Take a federally funded study pitting old blood pressure meds--the diuretics--against newer, more expensive drugs such as beta blockers. Published in the Journal of the American Medical Association in 2002, the study clearly showed that patients with high blood pressure and other heart risks did better on the older, cheaper drugs. And the researchers mounted an all-out effort to promote those findings.
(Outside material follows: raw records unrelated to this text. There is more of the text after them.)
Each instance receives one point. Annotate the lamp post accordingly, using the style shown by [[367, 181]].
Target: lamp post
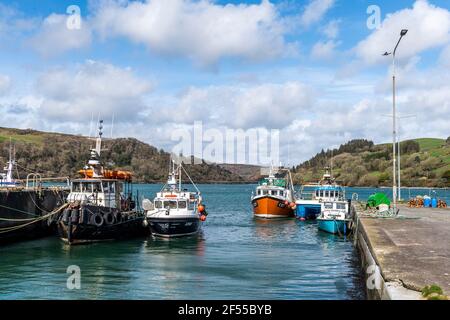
[[394, 131]]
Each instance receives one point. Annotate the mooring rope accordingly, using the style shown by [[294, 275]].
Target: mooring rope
[[13, 228]]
But, according to the New York Times, that research created only a tiny ripple in the drug market. Diuretic use increased initially, but then it leveled off. Researchers said drugmakers fought back against their publicity efforts, trying to discredit the study. Plus, pharma continued to roll out new meds, which weren't available for the comparative effectiveness study, robbing diuretics of their head-to-head advantage.

So, if Congress actually goes through with setting up a comparative effectiveness bureau of some kind, will that really end up reining in healthcare costs? We'll have to wait and see. But if this study is any indication, the WSJ Health Blog notes, skepticism could be in order. Particularly if that bureau produces FYI-type data, rather than info that government payers, such as Medicare and Medicaid, are required to act upon.